Surface Finish Requirements
Surface roughness is one of the most consequential variables in pharmaceutical cleanroom material selection. Rough surfaces trap microorganisms, resist cleaning validation, and generate particles. GMP regulators and standards bodies have established quantitative requirements that every procurement specification must address.
The Ra Parameter Explained
Ra (arithmetic mean roughness) measures the average deviation of surface peaks and valleys from the mean line across a sampling length. For pharmaceutical applications, lower Ra values indicate smoother surfaces that clean more easily and resist biofilm formation. Ra is measured per ISO 4287:1997 and ASME B46.1.
Surface Finish Standards by Application
| Application Zone | Required Ra (µm) Max | Finish Method | Standard | ASME BPE Designation | Typical Examples |
| WFI / PW piping (product contact) | ≤ 0.5 µm | Electropolished (EP) | ASME BPE-2022 | SF4 (EP) | WFI loops, CIP circuits, sterile piping |
| Sterile product vessels (internal) | ≤ 0.8 µm | Mechanical polish or EP | ASME BPE / 3-A 18-03 | SF1 (MP) / SF4 (EP) | Mixing vessels, bioreactors, filling equipment |
| Grade A/B cleanroom surfaces (walls, floor pans) | ≤ 0.8 µm | Mechanically polished (2B/2D + polish) | EU GMP Annex 1 (2022) §4.31 | SF1 / SF2 | Isolator enclosures, RABS panels, sink units |
| Grade C/D cleanroom equipment (non-contact) | ≤ 1.6 µm | Mill finish (2B) or brushed | ISPE Guide; FDA guidance (general) | SF2 / SF3 | Storage racks, trolleys, frames |
| Exterior/non-product-contact structural | ≤ 3.2 µm | #4 brushed / 2B mill | General engineering | SF3 | Structural frames, utility brackets |
Sources: ASME BPE-2022, Part SF (Surface Finish). EU GMP Annex 1 (2022), Section 4. 3-A Sanitary Standards 18-03 (2020). ISPE Baseline Guide Volume 5: Commissioning and Qualification, 2nd Edition (2019). Getinge (2025). "Surface Finishing Standards in Steam Sterilizers for cGMP Pharmaceutical Facilities."
Electropolishing vs. Mechanical Polishing
Electropolishing (EP) is the superior surface treatment for pharmaceutical cleanrooms.
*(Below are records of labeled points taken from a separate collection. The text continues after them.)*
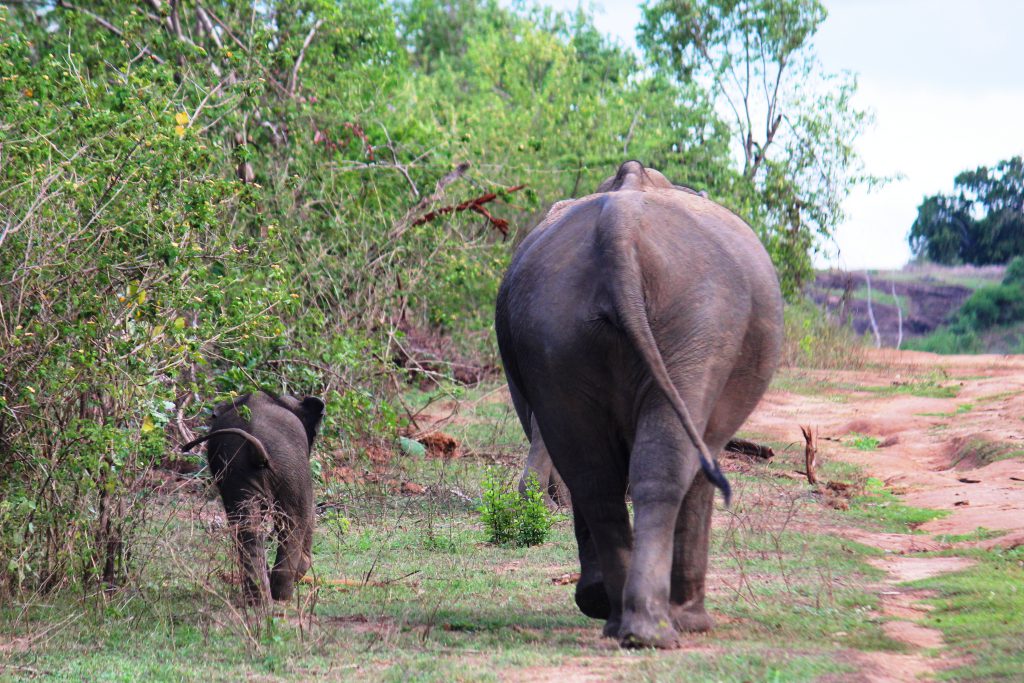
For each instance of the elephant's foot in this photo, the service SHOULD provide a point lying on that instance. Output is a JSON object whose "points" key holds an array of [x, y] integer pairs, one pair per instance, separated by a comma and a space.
{"points": [[592, 600], [638, 631], [282, 586], [692, 619]]}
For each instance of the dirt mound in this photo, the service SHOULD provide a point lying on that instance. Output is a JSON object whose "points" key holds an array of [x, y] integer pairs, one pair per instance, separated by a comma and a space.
{"points": [[926, 304]]}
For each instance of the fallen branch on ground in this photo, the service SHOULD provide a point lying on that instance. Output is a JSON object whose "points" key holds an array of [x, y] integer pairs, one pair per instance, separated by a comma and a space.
{"points": [[810, 454], [747, 447]]}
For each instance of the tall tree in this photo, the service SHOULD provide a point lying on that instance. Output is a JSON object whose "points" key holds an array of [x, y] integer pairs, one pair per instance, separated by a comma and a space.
{"points": [[793, 125], [982, 222]]}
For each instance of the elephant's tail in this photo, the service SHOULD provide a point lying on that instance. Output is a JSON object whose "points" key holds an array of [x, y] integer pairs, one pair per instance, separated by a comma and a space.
{"points": [[256, 443], [630, 305]]}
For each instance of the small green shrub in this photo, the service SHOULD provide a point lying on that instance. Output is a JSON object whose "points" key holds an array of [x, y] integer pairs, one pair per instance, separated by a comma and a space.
{"points": [[863, 441], [512, 519]]}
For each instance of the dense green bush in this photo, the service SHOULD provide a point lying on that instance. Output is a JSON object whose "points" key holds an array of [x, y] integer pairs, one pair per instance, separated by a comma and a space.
{"points": [[813, 339], [202, 200], [987, 309]]}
It is not simply a shinier version of mechanical polishing - it fundamentally changes the surface chemistry and topology.
| Parameter | Mechanical Polishing (MP) | Electropolishing (EP) |
| Surface Mechanism | Abrasive removal; creates directional micro-scratches | Electrochemical dissolution; removes peaks preferentially |
| Achievable Ra | 0.4–1.6 µm (typical) | 0.1–0.5 µm (typical); to ≤ 0.25 µm achievable |
| Chromium Enrichment | Minimal; may embed abrasive particles | Cr/Fe ratio increases by 50–80%; stronger passive layer |
| Pitting Corrosion Resistance | Standard | 30× better than passivation alone (per Able Electropolishing) |
| Biofilm Resistance | Moderate; directional scratches can trap bacteria | Excellent; isotropic surface resists biofilm attachment |
| Rouge Formation Risk | Higher (iron-rich surface) | Lower (chromium-enriched surface) |
| Governing Standard | ASME B46.1; 3-A 18-03 | ASTM B912; ASME BPE-2022 Part SF |
| Mandatory For | Grade C/D equipment; structural elements | WFI systems; Grade A/B sterile-contact surfaces; injectable manufacturing |
Sources: Able Electropolishing (2024). "Passivation vs. Electropolishing: Corrosion Protection Comparison." ASTM B912-02(2018) Standard Specification for Passivation of Stainless Steels Using Electropolishing. ASME BPE-2022, Part SF. Manners Medical (2025). "Electropolishing vs Passivation for Medical Devices."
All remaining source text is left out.